・恒例、春の古本市! とか言いつつ、実は前日にFBが教えてくれました。「●年前の今日は・・」のようなのが出ますよね、それで。いやはやすっかり忘れてた。


・和本(だけではないですが)だと、あちこちに書名があったりします。表紙のを外題、本編開始部分のを内題と言ったりします。私が関心をもっている節用集という辞書でも、本文冒頭に内題があります。ところが、内題を持たないものが、ごく少数知られています。
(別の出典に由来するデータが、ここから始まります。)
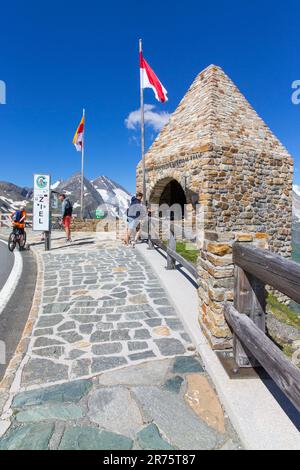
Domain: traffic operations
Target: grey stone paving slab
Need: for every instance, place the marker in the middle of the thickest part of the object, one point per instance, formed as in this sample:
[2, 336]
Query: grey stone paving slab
[28, 437]
[64, 412]
[149, 438]
[80, 368]
[88, 438]
[148, 373]
[177, 422]
[174, 384]
[68, 392]
[49, 321]
[43, 342]
[187, 364]
[90, 304]
[106, 349]
[137, 345]
[115, 410]
[99, 364]
[141, 356]
[40, 371]
[170, 346]
[51, 352]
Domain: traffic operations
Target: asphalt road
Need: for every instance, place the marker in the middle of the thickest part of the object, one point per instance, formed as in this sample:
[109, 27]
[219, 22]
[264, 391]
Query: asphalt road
[6, 263]
[14, 316]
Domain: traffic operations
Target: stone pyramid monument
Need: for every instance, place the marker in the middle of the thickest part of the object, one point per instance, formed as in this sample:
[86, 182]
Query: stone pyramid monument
[222, 154]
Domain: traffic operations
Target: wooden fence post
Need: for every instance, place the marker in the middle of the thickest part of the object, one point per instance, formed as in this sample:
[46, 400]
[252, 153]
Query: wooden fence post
[171, 263]
[150, 243]
[250, 300]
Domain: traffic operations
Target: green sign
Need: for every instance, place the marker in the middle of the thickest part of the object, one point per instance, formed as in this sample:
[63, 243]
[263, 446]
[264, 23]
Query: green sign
[100, 214]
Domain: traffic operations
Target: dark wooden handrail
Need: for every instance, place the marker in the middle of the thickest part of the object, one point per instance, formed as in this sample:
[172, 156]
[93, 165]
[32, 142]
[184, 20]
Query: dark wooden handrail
[176, 257]
[272, 269]
[282, 371]
[256, 268]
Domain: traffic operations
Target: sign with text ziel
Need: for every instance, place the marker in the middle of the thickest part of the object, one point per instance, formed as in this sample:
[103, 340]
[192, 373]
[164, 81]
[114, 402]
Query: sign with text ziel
[41, 203]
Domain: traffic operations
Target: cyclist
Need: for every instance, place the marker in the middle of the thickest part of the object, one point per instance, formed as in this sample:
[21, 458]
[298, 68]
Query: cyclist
[67, 210]
[18, 219]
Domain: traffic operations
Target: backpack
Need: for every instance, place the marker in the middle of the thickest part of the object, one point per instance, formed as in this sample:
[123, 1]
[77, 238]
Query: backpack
[17, 216]
[68, 208]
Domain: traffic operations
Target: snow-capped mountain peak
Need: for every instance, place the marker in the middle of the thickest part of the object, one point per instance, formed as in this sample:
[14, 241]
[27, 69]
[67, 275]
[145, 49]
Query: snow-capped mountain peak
[296, 189]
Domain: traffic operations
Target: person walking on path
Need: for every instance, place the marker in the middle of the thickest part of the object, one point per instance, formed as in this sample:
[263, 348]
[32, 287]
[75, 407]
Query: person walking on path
[135, 214]
[66, 212]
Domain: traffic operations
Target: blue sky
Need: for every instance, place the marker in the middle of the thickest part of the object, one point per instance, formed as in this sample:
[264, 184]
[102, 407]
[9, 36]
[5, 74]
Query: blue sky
[57, 57]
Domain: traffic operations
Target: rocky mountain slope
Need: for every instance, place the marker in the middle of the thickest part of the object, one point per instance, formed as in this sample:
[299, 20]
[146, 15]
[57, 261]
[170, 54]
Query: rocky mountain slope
[100, 193]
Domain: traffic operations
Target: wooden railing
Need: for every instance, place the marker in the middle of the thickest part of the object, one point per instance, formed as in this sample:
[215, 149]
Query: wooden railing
[172, 256]
[254, 269]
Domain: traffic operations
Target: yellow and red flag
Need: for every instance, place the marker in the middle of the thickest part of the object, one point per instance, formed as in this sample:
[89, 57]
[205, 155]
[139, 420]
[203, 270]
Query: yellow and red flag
[79, 136]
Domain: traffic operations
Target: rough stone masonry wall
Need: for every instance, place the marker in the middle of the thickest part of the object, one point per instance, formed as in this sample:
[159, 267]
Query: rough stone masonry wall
[242, 175]
[248, 198]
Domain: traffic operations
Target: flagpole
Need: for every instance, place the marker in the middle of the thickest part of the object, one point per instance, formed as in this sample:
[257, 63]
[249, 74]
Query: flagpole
[82, 170]
[143, 127]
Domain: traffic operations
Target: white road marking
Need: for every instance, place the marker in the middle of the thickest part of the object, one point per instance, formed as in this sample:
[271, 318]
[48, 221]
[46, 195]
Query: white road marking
[12, 281]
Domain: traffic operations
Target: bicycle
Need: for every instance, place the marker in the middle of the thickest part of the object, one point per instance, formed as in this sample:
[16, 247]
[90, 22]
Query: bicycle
[17, 236]
[56, 224]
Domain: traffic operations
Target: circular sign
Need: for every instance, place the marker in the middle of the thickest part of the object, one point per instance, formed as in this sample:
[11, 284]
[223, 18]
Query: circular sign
[41, 182]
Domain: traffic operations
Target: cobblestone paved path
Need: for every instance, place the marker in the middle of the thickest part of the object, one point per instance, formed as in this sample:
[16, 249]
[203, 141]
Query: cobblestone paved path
[101, 310]
[109, 365]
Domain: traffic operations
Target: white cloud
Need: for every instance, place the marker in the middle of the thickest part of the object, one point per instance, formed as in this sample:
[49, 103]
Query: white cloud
[154, 119]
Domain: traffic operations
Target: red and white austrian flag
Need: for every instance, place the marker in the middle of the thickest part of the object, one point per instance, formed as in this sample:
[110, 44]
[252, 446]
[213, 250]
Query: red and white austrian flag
[79, 136]
[150, 80]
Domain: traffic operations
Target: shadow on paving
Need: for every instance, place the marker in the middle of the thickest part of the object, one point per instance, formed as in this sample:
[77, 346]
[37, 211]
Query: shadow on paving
[14, 317]
[163, 405]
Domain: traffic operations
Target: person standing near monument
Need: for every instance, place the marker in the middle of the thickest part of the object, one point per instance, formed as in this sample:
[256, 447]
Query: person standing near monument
[66, 212]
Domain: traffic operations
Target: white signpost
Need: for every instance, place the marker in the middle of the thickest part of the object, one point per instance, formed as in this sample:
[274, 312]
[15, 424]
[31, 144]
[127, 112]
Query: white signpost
[41, 206]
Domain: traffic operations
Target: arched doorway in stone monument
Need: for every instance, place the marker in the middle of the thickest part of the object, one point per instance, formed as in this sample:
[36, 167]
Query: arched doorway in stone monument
[169, 200]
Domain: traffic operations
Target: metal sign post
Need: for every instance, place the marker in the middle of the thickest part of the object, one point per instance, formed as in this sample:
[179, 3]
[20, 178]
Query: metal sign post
[41, 207]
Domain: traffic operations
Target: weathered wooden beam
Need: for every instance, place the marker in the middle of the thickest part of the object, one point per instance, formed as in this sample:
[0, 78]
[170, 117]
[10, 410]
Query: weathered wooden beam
[250, 300]
[272, 269]
[177, 257]
[282, 371]
[171, 263]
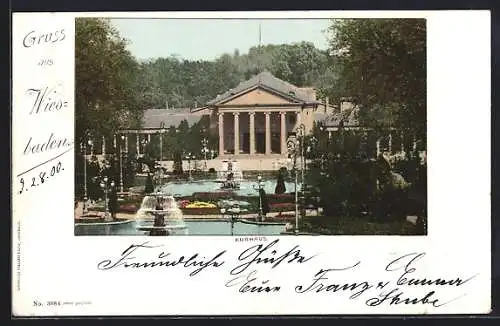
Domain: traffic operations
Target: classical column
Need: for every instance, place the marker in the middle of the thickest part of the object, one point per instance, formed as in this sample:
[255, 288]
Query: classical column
[268, 132]
[252, 132]
[137, 148]
[236, 133]
[221, 134]
[283, 133]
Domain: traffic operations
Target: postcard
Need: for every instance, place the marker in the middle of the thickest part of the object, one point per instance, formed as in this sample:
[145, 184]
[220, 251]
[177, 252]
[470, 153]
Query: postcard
[251, 163]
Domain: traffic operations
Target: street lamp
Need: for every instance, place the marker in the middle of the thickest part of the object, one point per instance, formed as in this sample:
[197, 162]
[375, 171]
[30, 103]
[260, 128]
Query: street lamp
[85, 198]
[189, 157]
[205, 150]
[162, 131]
[121, 163]
[106, 187]
[260, 186]
[293, 147]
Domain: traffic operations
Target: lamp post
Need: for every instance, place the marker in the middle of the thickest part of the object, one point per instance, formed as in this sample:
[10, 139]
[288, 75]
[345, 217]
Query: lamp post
[205, 151]
[162, 131]
[105, 186]
[189, 157]
[85, 198]
[233, 214]
[260, 186]
[122, 137]
[293, 146]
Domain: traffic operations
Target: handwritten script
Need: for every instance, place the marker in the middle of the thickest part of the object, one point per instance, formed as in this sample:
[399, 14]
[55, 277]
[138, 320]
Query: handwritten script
[405, 284]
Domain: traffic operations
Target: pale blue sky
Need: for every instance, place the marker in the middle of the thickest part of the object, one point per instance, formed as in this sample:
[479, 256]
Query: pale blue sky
[206, 39]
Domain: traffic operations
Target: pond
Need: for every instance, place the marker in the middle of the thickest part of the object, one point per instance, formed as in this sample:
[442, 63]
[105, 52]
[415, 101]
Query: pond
[246, 187]
[194, 227]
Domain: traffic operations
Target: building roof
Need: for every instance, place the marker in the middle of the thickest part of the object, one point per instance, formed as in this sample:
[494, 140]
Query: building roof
[153, 118]
[266, 80]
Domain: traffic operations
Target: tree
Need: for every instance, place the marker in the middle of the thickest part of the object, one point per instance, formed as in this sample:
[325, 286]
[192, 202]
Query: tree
[382, 66]
[106, 80]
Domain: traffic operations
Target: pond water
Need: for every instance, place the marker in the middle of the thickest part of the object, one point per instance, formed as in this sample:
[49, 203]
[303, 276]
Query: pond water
[196, 228]
[246, 187]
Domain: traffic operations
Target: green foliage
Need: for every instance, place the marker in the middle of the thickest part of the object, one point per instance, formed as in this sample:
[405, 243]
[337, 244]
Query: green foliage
[170, 82]
[149, 188]
[280, 183]
[106, 80]
[382, 66]
[177, 162]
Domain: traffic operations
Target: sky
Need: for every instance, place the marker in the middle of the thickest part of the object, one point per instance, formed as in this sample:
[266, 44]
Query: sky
[207, 39]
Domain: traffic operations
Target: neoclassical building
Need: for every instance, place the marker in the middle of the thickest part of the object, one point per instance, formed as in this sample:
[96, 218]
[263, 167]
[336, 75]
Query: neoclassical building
[254, 119]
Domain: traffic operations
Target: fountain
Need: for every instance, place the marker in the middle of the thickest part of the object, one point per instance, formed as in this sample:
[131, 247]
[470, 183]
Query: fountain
[159, 215]
[230, 175]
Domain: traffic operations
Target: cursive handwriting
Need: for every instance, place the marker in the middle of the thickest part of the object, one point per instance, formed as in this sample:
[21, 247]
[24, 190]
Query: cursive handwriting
[260, 254]
[406, 263]
[47, 99]
[51, 143]
[358, 288]
[248, 282]
[34, 38]
[126, 260]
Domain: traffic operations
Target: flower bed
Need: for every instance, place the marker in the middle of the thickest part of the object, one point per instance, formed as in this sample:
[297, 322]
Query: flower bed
[280, 198]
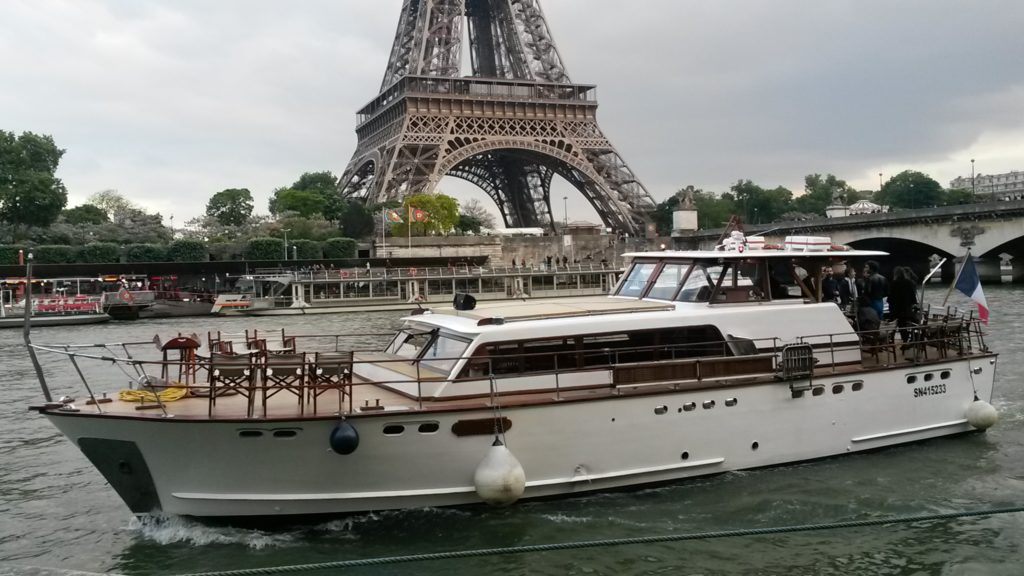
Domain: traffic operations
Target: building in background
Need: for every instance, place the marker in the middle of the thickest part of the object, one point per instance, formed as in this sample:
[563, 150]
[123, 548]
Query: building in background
[1009, 186]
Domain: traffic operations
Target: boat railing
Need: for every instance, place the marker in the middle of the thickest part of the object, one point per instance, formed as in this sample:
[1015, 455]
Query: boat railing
[621, 369]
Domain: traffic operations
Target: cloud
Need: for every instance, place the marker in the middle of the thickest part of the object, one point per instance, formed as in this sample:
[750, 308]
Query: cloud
[171, 101]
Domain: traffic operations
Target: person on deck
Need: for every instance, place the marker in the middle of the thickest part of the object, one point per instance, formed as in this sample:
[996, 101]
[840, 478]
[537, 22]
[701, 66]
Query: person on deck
[903, 300]
[876, 287]
[848, 288]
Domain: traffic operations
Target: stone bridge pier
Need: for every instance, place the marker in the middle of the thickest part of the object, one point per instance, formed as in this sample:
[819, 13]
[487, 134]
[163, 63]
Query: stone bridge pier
[993, 232]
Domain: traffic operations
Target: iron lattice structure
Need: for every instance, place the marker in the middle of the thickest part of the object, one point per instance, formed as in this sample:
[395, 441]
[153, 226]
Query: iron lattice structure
[509, 128]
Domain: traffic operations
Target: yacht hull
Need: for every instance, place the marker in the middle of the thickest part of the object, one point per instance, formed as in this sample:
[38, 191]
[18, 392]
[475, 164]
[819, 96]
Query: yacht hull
[286, 467]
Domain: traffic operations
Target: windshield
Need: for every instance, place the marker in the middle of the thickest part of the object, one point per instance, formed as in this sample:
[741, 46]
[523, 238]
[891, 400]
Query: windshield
[444, 353]
[408, 342]
[668, 281]
[634, 285]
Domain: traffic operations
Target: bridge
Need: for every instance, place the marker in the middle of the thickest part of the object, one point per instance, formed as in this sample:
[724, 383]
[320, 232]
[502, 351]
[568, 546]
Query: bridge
[993, 232]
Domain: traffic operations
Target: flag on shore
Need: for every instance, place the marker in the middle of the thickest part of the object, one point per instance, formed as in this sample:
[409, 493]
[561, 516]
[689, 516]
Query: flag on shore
[969, 283]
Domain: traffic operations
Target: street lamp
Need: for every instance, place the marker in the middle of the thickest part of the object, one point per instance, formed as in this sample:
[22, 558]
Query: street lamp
[974, 188]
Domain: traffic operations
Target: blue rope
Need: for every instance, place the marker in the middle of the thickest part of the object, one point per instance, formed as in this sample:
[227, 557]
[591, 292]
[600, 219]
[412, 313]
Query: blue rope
[457, 554]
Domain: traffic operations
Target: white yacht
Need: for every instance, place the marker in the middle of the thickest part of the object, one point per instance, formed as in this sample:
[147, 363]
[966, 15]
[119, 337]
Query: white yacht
[699, 363]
・元禄8年刊行のものなどがそうですが、実用に供されるので冒頭・末尾が取れてしまっているのが当たり前。外題も分からないし、内容の全体像も分からない。現存数も少ないですね。神戸女子大学の森修文庫にあることは分かっていますが、これも冒頭・末尾は欠です。


 
・幸い、今回は均一台の山から拾えました。しかも2冊も! こんなことってあるんだなー。それにしても状態が悪い・・ いやいや文句をいうべきではない。状態が悪くても欲する人がいる、そのために提供してくれる本屋がある。ありがたいことだと思います。もちろん、普通の古書としては通用しないからこその均一台なんでしょうけれど。



・巻末の「年代記」を見れば、「元禄十」年まであります。元禄8年刊のものは、そのとおりに「元禄八」で終わっていますから、元禄十年まであるのは新発見!? ということは・・・ 今回の二冊のうち一冊には部分的に刊記があり、辛うじて「元禄十」(以下欠)とか読めます。やっぱり新発見だ!! ホクホク。

・別途購入した横長本、これは書名も分かっているもの。初版・再版は知られてましたが、やはり巻末の年表からすると3版と見られるものでした。こちらも新発見!! ホクホクホク。

・来た甲斐があるというものです。足どりも軽く会場を後にし、昼食はいつもの道順でカフェ「虹の仏」へ。ところが、なんと20人ほども並んでるじゃありませんか。ついに自慢のスパイシーカレーがブレイクしたのかも。それはそれでめでたいこと。